Polls show that seven in 10 Americans — including majorities of Democrats, Republicans and independents — support building Keystone XL.

During an exhaustive, six-year review process involving five State Department assessments, the project was deemed environmentally safe. Completing Keystone XL would boost U.S. energy security substantially, transporting 830,000 barrels of oil per day to U.S. refineries.

The Dakota Access pipeline was also ruled safe after a comprehensive, transparent and inclusive permitting process. The pipeline is a $3.78 billion investment supporting 8,000 to 12,000 jobs in four states.

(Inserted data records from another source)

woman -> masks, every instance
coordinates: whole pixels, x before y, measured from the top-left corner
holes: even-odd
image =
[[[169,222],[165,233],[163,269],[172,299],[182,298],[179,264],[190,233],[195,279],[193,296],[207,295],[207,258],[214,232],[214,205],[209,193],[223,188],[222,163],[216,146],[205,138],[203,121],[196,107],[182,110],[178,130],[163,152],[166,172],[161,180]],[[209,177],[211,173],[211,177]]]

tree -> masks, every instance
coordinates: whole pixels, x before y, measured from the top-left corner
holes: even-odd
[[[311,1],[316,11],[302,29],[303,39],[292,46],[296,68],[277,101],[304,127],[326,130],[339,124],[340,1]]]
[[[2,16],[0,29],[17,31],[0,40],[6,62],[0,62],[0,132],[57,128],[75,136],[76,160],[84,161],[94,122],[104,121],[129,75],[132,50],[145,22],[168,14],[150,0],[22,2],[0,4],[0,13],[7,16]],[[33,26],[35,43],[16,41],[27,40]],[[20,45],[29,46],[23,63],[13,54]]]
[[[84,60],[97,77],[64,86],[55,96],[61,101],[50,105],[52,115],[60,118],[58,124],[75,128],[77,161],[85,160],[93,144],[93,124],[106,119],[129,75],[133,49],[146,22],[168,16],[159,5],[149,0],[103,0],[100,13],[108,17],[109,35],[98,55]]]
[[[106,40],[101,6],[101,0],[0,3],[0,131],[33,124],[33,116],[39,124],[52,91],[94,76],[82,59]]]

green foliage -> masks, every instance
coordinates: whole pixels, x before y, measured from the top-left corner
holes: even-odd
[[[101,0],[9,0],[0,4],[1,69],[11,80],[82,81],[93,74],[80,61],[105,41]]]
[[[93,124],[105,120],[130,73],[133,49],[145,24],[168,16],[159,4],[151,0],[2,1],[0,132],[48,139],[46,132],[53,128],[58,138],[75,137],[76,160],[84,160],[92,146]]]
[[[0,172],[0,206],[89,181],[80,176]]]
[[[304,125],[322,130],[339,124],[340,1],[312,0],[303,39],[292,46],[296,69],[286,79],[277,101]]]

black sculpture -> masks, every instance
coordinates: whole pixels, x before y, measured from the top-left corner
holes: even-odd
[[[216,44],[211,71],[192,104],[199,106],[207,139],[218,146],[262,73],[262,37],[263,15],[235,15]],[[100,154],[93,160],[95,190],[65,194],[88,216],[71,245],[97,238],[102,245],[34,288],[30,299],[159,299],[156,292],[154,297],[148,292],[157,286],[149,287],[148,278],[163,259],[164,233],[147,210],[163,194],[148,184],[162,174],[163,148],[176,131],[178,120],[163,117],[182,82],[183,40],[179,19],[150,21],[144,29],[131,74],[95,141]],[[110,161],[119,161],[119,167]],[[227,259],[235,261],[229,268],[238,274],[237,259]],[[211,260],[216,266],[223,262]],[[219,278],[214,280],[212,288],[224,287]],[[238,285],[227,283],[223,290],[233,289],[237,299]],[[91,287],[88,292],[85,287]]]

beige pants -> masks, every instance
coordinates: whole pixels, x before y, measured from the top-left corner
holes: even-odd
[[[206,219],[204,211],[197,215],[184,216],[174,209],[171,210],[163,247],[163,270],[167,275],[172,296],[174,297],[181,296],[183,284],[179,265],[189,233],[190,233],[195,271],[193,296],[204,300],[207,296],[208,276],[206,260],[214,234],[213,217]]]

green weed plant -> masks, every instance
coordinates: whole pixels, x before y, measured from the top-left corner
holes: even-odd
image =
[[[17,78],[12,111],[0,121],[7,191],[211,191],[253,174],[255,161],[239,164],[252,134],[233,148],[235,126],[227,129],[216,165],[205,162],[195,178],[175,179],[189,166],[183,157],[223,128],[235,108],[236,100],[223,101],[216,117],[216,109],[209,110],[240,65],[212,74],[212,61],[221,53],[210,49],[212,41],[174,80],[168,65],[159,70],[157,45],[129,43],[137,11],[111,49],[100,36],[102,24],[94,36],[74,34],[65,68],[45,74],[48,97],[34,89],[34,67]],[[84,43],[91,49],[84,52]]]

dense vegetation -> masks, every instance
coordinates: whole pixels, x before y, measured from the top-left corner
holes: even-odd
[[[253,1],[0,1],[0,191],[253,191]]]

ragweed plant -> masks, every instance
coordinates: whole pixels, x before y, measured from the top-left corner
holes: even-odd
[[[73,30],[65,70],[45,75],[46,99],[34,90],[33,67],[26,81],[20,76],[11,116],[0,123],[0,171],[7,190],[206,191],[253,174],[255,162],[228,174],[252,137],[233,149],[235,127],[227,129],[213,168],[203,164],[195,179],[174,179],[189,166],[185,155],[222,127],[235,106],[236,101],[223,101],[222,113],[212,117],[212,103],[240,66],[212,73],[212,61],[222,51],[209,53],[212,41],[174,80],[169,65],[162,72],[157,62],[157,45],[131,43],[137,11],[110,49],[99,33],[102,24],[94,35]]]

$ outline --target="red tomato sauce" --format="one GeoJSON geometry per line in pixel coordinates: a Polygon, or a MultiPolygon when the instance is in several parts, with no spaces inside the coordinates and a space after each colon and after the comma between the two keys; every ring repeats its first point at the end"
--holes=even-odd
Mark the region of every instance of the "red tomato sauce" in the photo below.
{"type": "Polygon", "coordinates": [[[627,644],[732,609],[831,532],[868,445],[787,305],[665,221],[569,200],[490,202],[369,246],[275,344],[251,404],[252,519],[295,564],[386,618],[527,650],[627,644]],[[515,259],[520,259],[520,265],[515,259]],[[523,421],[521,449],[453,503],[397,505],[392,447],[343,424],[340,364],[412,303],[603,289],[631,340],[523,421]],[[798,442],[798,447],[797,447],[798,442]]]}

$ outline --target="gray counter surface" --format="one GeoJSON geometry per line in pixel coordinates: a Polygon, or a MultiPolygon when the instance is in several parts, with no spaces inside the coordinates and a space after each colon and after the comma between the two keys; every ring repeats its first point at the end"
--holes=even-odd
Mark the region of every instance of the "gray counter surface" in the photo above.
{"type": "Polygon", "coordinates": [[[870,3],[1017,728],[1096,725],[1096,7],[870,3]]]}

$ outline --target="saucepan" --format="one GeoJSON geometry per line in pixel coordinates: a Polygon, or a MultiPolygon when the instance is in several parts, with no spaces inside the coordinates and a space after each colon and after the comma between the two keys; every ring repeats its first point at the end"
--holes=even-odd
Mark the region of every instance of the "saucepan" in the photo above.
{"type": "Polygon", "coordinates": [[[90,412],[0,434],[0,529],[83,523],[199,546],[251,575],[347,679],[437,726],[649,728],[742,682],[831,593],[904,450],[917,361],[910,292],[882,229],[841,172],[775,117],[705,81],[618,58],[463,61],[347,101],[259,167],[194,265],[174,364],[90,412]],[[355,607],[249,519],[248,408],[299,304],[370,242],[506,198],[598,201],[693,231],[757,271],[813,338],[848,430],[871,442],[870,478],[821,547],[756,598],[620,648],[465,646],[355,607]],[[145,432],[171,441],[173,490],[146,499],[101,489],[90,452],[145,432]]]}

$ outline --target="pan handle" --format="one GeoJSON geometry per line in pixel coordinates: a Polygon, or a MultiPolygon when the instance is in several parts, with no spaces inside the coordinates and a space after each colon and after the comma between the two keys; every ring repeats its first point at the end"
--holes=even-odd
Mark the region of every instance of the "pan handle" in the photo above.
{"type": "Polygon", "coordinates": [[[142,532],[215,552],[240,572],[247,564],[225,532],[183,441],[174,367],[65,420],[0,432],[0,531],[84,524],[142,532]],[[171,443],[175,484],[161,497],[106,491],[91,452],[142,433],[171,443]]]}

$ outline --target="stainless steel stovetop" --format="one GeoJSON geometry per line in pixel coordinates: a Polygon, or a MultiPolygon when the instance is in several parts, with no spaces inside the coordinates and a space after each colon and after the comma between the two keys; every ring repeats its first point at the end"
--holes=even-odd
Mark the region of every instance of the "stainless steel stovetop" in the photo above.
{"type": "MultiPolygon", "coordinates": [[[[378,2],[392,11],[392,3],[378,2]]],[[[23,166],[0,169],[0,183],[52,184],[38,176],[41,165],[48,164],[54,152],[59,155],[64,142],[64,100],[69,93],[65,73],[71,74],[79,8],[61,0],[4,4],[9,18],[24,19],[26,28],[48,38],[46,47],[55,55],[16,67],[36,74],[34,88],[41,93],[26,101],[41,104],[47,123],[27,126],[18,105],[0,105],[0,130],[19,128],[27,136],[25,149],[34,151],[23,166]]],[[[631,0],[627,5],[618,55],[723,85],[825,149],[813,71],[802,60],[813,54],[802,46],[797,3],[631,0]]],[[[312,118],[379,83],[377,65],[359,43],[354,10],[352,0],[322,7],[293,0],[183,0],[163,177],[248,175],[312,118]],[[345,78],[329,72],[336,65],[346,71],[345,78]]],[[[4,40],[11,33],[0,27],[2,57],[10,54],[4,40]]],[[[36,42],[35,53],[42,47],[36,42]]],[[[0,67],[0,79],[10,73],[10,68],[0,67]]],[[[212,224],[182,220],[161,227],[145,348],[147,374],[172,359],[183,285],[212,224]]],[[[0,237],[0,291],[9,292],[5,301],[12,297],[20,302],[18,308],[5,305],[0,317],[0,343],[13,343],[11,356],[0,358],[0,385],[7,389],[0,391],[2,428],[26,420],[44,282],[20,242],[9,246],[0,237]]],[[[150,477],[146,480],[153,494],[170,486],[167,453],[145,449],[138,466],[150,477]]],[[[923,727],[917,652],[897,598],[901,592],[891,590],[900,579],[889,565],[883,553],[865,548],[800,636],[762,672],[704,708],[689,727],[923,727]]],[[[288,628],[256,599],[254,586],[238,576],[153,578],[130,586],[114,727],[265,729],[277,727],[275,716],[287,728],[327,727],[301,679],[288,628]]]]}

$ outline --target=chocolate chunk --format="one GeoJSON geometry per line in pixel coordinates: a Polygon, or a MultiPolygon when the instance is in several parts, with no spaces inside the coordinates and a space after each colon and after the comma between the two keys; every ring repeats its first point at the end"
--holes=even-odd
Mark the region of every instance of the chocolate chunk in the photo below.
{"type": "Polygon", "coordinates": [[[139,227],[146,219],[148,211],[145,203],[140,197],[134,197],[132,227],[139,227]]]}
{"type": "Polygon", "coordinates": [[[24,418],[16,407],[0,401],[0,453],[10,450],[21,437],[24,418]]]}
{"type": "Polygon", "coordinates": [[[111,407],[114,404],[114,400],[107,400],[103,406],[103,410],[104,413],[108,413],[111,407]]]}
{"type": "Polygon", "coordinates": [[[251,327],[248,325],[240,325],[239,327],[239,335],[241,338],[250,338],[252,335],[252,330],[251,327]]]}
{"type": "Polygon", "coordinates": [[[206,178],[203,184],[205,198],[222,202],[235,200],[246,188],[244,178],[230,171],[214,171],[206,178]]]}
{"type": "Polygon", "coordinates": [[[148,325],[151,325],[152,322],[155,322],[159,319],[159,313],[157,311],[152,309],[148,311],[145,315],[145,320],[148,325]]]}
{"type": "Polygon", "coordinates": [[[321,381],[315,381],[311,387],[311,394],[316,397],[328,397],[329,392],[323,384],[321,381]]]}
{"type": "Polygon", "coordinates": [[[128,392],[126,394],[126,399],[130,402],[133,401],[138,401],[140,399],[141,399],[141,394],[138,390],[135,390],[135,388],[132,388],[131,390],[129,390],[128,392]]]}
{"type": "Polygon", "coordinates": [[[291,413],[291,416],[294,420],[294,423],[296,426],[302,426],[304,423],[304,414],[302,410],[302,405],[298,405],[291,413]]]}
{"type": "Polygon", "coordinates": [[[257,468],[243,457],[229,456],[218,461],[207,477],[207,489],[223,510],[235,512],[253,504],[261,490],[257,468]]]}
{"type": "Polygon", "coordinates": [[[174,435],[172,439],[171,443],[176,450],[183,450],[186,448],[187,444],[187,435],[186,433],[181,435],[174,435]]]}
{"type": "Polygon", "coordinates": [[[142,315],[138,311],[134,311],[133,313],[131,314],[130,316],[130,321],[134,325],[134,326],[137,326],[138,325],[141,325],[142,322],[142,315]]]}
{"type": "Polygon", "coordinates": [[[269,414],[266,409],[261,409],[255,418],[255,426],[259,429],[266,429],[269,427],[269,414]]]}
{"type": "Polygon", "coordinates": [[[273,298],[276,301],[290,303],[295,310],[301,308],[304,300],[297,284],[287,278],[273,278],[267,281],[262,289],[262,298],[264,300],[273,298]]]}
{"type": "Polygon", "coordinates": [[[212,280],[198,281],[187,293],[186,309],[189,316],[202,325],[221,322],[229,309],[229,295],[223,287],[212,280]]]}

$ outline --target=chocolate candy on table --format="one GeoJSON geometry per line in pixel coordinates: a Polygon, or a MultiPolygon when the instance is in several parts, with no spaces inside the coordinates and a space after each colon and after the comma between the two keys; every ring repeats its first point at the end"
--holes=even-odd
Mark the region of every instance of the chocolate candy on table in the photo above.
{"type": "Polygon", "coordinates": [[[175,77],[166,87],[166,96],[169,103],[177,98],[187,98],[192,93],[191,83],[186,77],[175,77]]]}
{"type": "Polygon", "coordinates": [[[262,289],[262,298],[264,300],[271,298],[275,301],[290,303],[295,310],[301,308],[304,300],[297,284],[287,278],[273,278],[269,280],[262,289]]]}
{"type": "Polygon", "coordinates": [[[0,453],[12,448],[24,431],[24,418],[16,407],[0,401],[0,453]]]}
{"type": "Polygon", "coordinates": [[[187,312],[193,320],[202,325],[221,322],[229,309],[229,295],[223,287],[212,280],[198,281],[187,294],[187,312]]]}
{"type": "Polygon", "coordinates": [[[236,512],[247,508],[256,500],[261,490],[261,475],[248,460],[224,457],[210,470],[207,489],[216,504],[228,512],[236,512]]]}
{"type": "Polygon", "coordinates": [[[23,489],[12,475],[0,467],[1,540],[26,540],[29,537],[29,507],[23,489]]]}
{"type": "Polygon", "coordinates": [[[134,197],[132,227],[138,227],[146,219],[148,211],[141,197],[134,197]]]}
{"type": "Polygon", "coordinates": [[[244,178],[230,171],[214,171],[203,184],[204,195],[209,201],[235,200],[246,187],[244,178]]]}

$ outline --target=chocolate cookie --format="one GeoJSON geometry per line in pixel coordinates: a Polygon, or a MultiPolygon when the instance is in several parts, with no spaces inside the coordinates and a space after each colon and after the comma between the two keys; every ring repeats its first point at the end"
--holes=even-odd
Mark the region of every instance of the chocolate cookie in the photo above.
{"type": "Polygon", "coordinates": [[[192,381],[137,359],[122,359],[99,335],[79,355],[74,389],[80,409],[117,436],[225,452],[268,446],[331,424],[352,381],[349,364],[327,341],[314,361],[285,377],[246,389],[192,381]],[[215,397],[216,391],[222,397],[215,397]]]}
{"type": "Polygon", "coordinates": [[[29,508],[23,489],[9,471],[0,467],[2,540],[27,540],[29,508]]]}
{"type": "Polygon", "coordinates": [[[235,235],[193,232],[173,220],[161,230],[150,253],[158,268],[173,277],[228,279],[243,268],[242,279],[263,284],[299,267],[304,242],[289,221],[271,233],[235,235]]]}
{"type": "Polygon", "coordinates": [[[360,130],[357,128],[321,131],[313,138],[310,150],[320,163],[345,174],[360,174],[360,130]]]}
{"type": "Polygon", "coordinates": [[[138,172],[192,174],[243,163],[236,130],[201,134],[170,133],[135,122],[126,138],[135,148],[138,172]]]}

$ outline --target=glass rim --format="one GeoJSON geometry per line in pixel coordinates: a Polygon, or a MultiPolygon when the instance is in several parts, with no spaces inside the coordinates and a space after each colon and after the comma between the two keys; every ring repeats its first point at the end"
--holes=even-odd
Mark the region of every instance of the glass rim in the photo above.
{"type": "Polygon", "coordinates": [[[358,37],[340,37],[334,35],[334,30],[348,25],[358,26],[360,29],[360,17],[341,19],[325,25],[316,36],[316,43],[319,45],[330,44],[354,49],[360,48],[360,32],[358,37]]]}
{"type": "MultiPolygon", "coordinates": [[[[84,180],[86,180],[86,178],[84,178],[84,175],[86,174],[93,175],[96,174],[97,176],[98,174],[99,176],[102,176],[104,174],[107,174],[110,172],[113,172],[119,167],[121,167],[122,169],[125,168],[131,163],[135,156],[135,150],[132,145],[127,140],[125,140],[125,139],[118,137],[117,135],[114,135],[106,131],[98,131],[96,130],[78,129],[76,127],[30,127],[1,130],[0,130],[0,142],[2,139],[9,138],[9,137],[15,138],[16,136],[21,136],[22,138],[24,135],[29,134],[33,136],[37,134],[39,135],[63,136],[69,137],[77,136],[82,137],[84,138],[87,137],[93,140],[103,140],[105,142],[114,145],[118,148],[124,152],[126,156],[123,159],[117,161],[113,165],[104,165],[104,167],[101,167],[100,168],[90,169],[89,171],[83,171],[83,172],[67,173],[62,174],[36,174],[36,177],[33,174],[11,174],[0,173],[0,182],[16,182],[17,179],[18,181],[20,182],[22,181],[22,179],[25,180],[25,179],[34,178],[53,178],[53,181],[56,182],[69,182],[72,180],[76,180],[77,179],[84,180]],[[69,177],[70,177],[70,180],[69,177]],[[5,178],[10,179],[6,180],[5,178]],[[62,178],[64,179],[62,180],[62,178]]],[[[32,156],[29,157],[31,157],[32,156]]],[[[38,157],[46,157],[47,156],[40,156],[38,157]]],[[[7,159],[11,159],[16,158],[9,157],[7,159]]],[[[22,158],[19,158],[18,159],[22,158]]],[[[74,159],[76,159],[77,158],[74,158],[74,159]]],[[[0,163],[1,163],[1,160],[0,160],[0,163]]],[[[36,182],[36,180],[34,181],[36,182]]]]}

Finishing the job means well-paying work for America’s construction sector — a highly trained workforce — and a long-term investment in U.S. energy security.

Oil and natural gas pipelines transport energy at a 99.99 percent safety rate, and investing in additional energy infrastructure will ensure we can continue to deliver affordable energy to homes and businesses throughout the nation.

The latest energy projections from the U.S. Energy Information Administration leave no doubt that oil and natural gas remain central to meeting energy needs for America’s homes and businesses, supplying a projected 68 percent of U.S. energy requirements in 2050.

American voters get it. Surveys show 80 percent support increased domestic energy production.

Expanding offshore oil and natural gas production could create more than 800,000 new jobs and grow our economy by up to $70 billion per year.

Experience proves we can increase energy production while decreasing greenhouse gas emissions. The United States leads the world in reduction of carbon emissions, which have reached 25-year lows in the power sector due to greater use of clean-burning natural gas.

Cleaner gasoline and diesel fuels produced by America’s world-class refineries, in combination with more fuel-efficient vehicles, have contributed to a 70 percent reduction in U.S. air pollutants since 1970.

Technological innovations and strong industry standards are succeeding in reducing emissions without sacrificing jobs or affordability. Applying those lessons to the government regulatory process can build on industry success without sacrificing jobs or jeopardizing the economic, environmental and energy security benefits delivered by America’s oil and natural gas renaissance.

We have the resources, the workers and the technology to remain a global energy superpower. Combine those assets with the right government policy, and you’ve got a winning formula for job creation and energy security.

Marty Durbin is executive vice president and chief strategy officer for the American Petroleum Institute.